This simple interior scene represents a room lit by two rectangle V-Ray Lights - one hidden top light and another back fill light - as well as by three disc V-Ray Lights for the pendant lamps above the sinks.
A wooden V-Ray Material from the Chaos Cosmos library is applied on the floor, and a default V-Ray Material with Diffuse Color (128, 128, 128) is applied on the rest of the scene objects, except for the glass objects (mirror and pendant lamp plafonds).
In the first image, it is visible that all walls, objects, and the ceiling are rendered in some light brown color, despite having a light-gray material assigned to them. This is due to the color bleeding, generated by the GI calculations.
In the second image, the scene is rendered with a V-Ray Override GI material assigned to the floor. The V-Ray Override contains in itself the initial two V-Ray materials: the wooden V-Ray Material as base and the default V-Ray Material as GI material. The rest of the scene objects keep the default gray V-Ray Material. So now V-Ray knows that while calculating the GI it has to use the GI material (in this case: V-Ray Material with Diffuse Color (128, 128, 128) and during rendering it uses the Base material (in this case: the wooden V-Ray Material). The result of that is quite different from the previous render as the Color Bleeding is gone. Of course this depends entirely on your choice for the GI material. For instance, if you had chosen a bluish colored material, the final result would also be tinted slightly to blue, like in the first render with the pale brown colors.
In this simple scene, the result of the second render can be produced, with a pre-saved irradiance map, calculated with just the walls' material assigned to all the geometry.
For a much more complex scene, with lots of different geometry, shaders, textures, etc., using the V-Ray Override material can be very helpful.
The following example uses a very simple scene. It contains five chairs and a light source in a studio type environment. Each chair has a V-Ray Override material assigned, but only the Base Material is active. The rendered chairs are the same in their diffuse colors and reflections.
Now each of the chairs has a different material assigned in their Override Reflection Material. The first one has a green diffuse color, the second one has black, the third one has blue, the fourth - purple, and the fifth has a red diffuse color. V-Ray uses those materials when the objects are seen in reflections. In our project, the environment is actually a reflective surface, so the chairs are being reflected. On the other hand, you can also notice that the base material of the chairs is also reflective (Fresnel type), and the fourth chair is seen with its Override Reflection material in the middle chair.

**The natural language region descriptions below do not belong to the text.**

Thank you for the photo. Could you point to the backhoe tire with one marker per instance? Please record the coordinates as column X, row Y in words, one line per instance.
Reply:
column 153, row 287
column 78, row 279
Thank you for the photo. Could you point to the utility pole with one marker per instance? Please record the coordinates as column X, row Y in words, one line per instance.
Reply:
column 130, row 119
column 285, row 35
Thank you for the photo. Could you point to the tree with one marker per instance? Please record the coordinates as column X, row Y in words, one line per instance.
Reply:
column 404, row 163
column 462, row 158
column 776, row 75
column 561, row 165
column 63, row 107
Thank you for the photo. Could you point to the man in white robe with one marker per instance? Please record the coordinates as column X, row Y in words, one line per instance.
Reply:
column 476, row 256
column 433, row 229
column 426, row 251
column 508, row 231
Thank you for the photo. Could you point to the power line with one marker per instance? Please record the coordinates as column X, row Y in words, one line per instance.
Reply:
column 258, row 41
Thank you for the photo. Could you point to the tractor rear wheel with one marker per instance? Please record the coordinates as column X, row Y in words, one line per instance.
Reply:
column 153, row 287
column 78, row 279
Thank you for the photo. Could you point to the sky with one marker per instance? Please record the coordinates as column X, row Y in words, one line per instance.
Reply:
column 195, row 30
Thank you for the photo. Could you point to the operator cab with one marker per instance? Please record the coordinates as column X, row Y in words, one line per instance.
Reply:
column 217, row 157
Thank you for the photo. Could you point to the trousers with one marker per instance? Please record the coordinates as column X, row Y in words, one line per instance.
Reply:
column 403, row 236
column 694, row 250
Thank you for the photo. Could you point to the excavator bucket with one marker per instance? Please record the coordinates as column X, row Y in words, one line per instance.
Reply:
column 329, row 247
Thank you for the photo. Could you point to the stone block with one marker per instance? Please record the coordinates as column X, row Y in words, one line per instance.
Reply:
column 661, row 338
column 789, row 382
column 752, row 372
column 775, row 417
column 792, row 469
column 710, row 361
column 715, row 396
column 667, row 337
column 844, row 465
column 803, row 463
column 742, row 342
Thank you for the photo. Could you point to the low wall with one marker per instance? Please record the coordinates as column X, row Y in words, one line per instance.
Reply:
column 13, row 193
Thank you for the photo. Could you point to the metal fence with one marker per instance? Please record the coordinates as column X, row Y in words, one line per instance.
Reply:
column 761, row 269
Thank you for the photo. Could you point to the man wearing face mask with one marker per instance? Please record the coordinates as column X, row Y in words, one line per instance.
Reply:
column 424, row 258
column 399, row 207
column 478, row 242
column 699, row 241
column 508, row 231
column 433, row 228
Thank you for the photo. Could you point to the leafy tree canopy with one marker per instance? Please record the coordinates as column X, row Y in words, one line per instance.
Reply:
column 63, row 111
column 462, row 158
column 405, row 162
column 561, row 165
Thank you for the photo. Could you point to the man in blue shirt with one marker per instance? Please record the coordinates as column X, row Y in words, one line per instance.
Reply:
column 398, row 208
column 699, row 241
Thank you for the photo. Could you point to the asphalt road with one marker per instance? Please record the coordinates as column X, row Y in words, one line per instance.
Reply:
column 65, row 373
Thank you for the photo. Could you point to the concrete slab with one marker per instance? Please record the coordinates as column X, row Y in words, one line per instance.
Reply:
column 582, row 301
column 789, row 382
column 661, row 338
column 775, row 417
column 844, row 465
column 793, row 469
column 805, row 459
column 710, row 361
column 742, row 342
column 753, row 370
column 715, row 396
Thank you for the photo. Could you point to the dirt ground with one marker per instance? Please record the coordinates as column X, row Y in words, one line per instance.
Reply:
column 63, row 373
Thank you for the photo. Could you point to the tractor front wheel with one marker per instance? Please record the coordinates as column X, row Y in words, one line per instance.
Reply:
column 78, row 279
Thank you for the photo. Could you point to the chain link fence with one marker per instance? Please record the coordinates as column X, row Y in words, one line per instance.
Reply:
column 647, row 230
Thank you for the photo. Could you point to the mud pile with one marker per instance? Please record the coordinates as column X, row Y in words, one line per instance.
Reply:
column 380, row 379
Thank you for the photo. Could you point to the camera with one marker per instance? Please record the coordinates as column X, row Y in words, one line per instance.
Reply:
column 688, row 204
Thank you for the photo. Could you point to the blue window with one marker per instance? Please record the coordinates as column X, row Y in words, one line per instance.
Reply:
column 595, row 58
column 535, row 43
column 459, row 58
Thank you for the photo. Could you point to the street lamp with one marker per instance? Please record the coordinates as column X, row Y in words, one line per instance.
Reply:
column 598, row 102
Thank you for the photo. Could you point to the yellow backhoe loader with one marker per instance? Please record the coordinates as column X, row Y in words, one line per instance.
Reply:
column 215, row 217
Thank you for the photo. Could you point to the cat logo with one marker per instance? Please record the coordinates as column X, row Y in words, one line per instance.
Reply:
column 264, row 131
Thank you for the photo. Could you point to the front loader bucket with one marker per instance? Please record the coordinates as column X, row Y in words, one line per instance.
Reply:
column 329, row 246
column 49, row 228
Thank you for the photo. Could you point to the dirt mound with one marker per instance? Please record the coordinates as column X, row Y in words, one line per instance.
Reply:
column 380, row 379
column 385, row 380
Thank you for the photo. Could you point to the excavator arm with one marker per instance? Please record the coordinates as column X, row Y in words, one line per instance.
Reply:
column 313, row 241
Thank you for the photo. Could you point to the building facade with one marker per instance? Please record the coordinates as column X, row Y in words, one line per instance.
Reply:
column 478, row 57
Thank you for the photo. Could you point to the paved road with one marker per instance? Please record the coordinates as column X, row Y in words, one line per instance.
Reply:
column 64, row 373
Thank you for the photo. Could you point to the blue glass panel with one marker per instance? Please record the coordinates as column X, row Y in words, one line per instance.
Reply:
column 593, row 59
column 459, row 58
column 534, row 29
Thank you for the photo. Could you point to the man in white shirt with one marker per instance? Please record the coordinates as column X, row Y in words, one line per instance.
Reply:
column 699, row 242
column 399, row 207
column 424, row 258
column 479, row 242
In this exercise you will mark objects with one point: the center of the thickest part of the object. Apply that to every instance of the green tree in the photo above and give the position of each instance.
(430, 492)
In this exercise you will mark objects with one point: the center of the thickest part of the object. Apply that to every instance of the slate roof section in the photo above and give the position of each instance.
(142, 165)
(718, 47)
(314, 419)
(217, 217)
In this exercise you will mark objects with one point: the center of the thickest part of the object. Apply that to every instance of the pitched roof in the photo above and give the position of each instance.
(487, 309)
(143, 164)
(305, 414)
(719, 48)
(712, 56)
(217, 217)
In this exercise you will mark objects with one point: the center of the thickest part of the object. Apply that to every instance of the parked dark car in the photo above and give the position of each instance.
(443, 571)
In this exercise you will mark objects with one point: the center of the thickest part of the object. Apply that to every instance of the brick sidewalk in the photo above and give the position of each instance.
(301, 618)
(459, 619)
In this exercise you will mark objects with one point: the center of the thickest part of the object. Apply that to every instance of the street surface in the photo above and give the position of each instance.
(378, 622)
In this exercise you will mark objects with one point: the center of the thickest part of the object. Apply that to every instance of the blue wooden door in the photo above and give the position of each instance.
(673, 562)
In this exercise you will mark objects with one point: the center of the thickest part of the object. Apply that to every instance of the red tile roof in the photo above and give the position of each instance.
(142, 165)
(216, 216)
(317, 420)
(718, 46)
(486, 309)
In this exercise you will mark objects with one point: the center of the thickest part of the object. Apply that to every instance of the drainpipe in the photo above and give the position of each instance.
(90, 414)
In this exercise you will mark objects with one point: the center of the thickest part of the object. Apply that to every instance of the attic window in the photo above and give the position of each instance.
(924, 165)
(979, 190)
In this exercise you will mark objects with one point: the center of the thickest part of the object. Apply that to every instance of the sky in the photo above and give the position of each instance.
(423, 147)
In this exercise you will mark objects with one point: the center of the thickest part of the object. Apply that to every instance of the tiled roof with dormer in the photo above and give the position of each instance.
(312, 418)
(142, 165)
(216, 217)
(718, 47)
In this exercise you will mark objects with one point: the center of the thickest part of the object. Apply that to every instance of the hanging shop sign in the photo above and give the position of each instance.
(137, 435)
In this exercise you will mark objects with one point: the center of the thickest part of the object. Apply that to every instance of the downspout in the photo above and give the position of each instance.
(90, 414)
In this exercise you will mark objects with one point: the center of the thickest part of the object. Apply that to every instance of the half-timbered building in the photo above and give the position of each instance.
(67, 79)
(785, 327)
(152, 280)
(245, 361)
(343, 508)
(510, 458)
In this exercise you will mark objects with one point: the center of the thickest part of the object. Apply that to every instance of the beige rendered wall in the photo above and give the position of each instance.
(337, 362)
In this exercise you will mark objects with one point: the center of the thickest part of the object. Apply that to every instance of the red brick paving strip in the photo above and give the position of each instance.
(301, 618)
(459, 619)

The next render is even more complex as the chairs' Override Refraction Material is activated as well. From left to right follow: a blue and a red diffuse color. Those materials are set so that when seen through refraction, V-Ray considers and renders the objects with them. As you can see the Reflection materials are still affecting the render image. If you take a closer look at the glass chairs' edges you will notice the green reflection, which is actually the reflection material of the right chair. While V-Ray had been tracing the rays on the chairs' surfaces, those polygons on the edges had first captured a reflection, so that's why there are green traces.